If you’re fighting with your parents, you might try having a calm conversation with them about what’s going on. They’ll probably be impressed to see you take such a mature approach to the problem, especially if you initiate it. Even with annoying siblings, clear and calm communication will almost always be the best way to sort things out and come to an arrangement that works for all of you.

  • Pick a time when no one is angry, upset, stressed or tired.

  • Choose a place where you can sit and talk without being interrupted.

  • Be willing to compromise, and come up with options you're willing to accept.

  • Avoid being sarcastic or verbally attacking the other person.

  • Be honest. If something really upsets you, let the other person know.

  • Listen to what the other person has to say, and accept that their point of view might be just as valid as yours. (This is easier said than done, but it’s well worth it!)

  • Once you’ve settled on something you can agree to, stick to it – maybe for a set period of time.

  • If talking feels impossible, try writing an email or a letter, explaining how you feel.

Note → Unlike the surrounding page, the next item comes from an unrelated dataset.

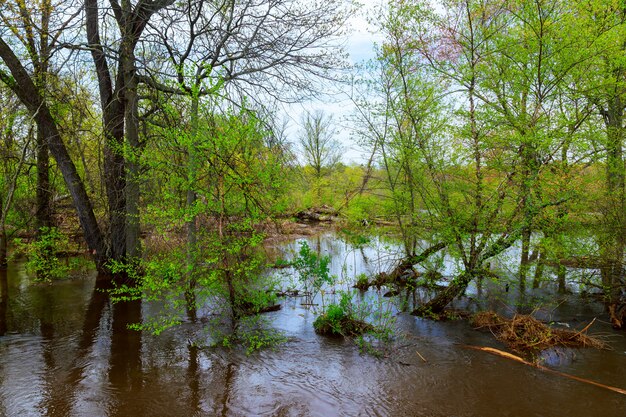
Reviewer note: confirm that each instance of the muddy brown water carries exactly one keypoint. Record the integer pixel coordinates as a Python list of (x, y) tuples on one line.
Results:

If you can’t reach a compromise, you might have to 'agree to disagree'. Remember that you can have your own opinions, based on your personal experience, beliefs and values, and you don’t always have to agree with your family.

If you don’t feel safe

If you feel like you’re in danger, go to our urgent help page. You don’t have to solve this problem on your own. There are a number of services that can talk you through the best approach to your situation and help you work out a solution.

What can I do now?

  • Work on building your communication skills.

  • Talk to your parents/guardian. They might not realise how seriously you view the problem.

  • If things aren’t getting better, contact a helpline for support.